During his visit to West Asia, US President Bush made an impassioned plea to Arab media not to describe the suicide bombers as martyrs as the term lends the killers of innocent persons with the halo of religious glory. It is difficult to disagree with this line of argument.

But let us try to find out where this distorted use of words began. A person who steps out to take an innocent life is a criminal as per the teachings of every religion and all the secular laws. On the other hand, both the religions and the secular laws permit physical resistance against oppression and in self-defence. This has been variously described by different religious traditions as Dharm Yuddh, Just War and Jihad. The scriptures lay down in detail the circumstances that permit armed action and an exhaustive code of conduct.

Now, if a resourceful person or group initiates a campaign that results in murder and mayhem and insists that it is jihad, should we accept the claim simply because this man is able to hog media attention due to the enormity of his crime and the damage caused? When he claims that it is jihad, he is aware of the sanctity and piety that is associated with this term in Islamic religious tradition. He knows there cannot be a better subterfuge to deceive a sizeable number of people and win their sympathy and support.

If without subjecting his claim to critical scrutiny we start describing him as a jihadi and his campaign as jihad then we are falling into his trap. Logically speaking, a jihadi, if killed, shall be described as a martyr at least by those who subscribe to that religious tradition. On the other hand, if his claim is tested and he is shown to be a pure and simple killer who is using religion to further his personal agenda or to cover his crimes, then the right Quranic term to describe him shall be fasadi, the mischief maker. As the Quran says: "Do no mischief on the earth after it has been set in order but call on Him with fear and longing: for the mercy of God is near to those who do good" (7.56)
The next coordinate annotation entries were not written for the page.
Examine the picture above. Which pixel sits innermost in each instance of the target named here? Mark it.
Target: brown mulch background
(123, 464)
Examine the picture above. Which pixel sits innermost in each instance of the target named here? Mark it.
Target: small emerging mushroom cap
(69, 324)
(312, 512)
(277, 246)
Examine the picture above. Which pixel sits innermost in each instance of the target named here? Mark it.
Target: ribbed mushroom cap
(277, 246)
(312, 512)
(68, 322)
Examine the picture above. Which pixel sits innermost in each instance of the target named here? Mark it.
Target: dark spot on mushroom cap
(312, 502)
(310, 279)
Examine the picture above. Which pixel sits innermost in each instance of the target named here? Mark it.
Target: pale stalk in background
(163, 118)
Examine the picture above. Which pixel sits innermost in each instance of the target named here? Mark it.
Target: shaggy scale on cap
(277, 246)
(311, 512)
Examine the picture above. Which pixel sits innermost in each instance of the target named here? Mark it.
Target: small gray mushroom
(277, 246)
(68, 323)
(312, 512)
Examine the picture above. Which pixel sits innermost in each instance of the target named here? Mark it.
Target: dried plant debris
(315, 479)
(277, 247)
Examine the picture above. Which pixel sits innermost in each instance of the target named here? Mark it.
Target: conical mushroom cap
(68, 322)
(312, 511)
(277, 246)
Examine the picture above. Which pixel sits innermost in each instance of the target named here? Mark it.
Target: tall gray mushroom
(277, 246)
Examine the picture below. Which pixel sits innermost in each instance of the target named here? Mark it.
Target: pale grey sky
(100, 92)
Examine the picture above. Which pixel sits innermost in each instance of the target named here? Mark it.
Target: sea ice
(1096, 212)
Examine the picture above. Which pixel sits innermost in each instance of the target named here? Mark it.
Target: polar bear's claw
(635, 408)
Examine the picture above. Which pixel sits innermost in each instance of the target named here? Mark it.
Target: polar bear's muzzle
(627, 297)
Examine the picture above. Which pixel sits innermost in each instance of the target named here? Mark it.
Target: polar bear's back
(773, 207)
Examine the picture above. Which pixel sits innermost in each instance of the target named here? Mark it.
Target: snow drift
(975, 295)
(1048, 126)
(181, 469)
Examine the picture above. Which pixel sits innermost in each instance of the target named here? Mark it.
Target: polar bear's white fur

When someone claims to be spearheading an Islamic cause, then that claim must be subjected to Quranic scrutiny because the Book clearly says that: "God lays evil (filth) on those who will not use their reason" (10.100). In fact, a careful reading of the verses of Quran shows that human life is inviolable except in case of murder or for causing mischief. Quran says: "If anyone slew a person unless it be for murder or for spreading mischief (fasad) in the land it would be as if he slew the whole people: and if anyone saved a life it would be as if he saved the life of the whole people." (5.32).

The sanctity of human life has been upheld to the extent that even justified action was not permitted due to apprehension of loss of innocent lives. On the occasion of Hudaibiya, when Muslims refused to fight against the Quraysh despite adequate provocation, the Quran said: 

"They [the Unbelievers] are the ones who denied revelation and hindered you from the Sacred Mosque and the sacrificial animals detained from reaching their place of sacrifice. Had there not been believing men and believing women whom you did not know that you were trampling down and on whose account a crime would have accrued to you without knowledge. (God would have allowed you to force your way but He held back your hands) that He may admit to His mercy whom He will. If they had been apart We should certainly have punished the Unbelievers among them with a grievous punishment "(48.25). Allah thus saved lives by ensuring peace with unbelievers.

These are only few references that show that causing murder and mayhem comes in the category of fasad-- a crime punishable with death, and not jihad a concept rooted in piety and selflessness. Those who wish the fight against terrorism to succeed need be careful to use correct words to describe the campaign and actions of the terrorists and give them not the satisfaction of adopting the terms by which they describe themselves. As George Orwell has said: "If thought corrupts language, language can also corrupt thought. A bad usage can spread by tradition and imitation, even among people who should know better."